Self-efficacy develops from curiosity, honesty, and openness to feedback and learning. It also develops from courage, bravery, and initiative. The person who manifests self-efficacy is goal directed and has a sense of purpose and meaning in their life usually supported by an intuitive sense of the transcendent of which they feel themselves to be a part.

The person manifesting self-efficacy is able to tap inner resources which fuel their functioning. They often have a rich interior spiritual life which is the bedrock of their awareness and functioning.

In what does a person with self-efficacy put their faith? It is not in the superficial rewards of the ego but the interior rewards of the spirit which provide a sense of wholeness (holiness), peace, and bliss.

Monday, June 22, 2020

The Spiritual life - Spiritual health: Freedom from and freedom to

Holly Brook, graceful meanders, Eagle Cap Wilderness | ON THE ...

Freedom from and freedom to

The eighth component of spiritual health is freedom. Freedom is one of those words like “justice,” “beauty,” “goodness,” that can mean very different things depending on the perspective and the context. Isaiah Berlin, the philosopher, described freedom from and freedom to.

There is freedom from constraint and restraint which is probably the more common meaning of the term, but then there is freedom to meaning that people have knowledge, skills, resources, and opportunities. In our American declaration of independence there is a statement that citizens are free to pursue happiness, but whether they can and will attain it is left to the individual and the community.

In the era of rugged individualism, individuals are left to their own resources to “pull themselves up by their own bootstraps.” This idea is nonsensical and blames the victim of social circumstances over which the individual has little or no control.

It is not until a person gains some maturity that they understand that the ways of the ego are an illusion and what Holden Caulfield called, in The Catcher In The Rye, the “big lie.” Once a person begins to see through the deceit and delusionary world of the ego, they begin to understand that they do have a choice, the freedom to choose between the world of the ego and the world of the spirit. Once awareness of this choice occurs, the decision is simple. Would we live with unconditional love, our natural inheritance, or in the world of the ego with its false promises of happiness? Will romance, money, status, power, material things really make a person happy and if so, for how long?

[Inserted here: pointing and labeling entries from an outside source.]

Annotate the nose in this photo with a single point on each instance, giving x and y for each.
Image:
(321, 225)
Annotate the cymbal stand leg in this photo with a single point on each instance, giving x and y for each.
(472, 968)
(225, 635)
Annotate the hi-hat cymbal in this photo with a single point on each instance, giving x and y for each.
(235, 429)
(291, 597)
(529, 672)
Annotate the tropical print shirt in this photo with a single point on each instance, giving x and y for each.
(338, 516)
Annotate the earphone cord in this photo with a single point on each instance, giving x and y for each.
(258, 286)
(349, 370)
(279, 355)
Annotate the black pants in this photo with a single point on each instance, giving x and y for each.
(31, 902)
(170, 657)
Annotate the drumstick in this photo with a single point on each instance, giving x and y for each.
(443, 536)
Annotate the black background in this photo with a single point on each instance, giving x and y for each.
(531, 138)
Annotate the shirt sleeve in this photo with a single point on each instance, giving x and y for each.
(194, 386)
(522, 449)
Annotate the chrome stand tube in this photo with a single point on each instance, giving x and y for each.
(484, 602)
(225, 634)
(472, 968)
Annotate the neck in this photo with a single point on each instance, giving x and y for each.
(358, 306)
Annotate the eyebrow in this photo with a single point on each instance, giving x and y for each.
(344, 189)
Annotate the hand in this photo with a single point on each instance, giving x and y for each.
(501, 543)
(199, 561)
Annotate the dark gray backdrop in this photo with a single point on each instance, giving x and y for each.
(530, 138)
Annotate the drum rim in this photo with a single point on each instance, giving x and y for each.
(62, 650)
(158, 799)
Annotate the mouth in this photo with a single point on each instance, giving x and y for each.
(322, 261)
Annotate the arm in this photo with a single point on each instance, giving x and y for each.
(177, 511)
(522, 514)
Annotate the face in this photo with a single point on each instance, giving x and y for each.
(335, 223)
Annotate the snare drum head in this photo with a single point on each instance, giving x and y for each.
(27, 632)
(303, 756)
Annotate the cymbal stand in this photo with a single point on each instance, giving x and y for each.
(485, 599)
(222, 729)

It is not until we begin to free ourselves from the blocks and obstacles to our awareness of Love’s presence, our natural inheritance, that we become essentially free. We liberate ourselves from desires, attachments, motivations, and dependencies on the illusions of the ego. We finally become free merging with the non dualistic Oneness from which we separated ourselves to begin with thinking that we could become the king and queen of our small world of the ego rather than the emperors of the Universe of which we are a part.

The freedom from is the attempt to purify, to eschew false promises and attachments. We need to free ourselves from the things of the ego in order to be free to attain the things of the spirit.

This freeing from takes consistent effort and a giving up of the things of the ego and surrendering, in the best sense of the word, to the things of the spirit. This desire and attempts to free ourselves from the things of the ego takes periodic review with a growing awareness of our attachments. In A Course Of Miracles this activity is called “forgiveness” which means being willing to give up making other people and circumstances responsible for our unhappiness. Gary Renard, a teacher of the Course, calls these instances “forgiveness opportunities” and he looks forward to many forgiveness opportunities throughout his day. Being aware and taking advantage of forgiveness opportunities makes us free to enjoy the peace and comfort of the Unconditional Love of the Universe.

To be spiritually healthy we have to decide in what we will place our faith: is it the world of the ego or the world of the Spirit? Do we believe that the things of the ego will make us happy or the things of the spirit? We come to realize that until we can free ourselves from the things of the ego we are not able to be free to enjoy the things of the spirit which are peace and bliss.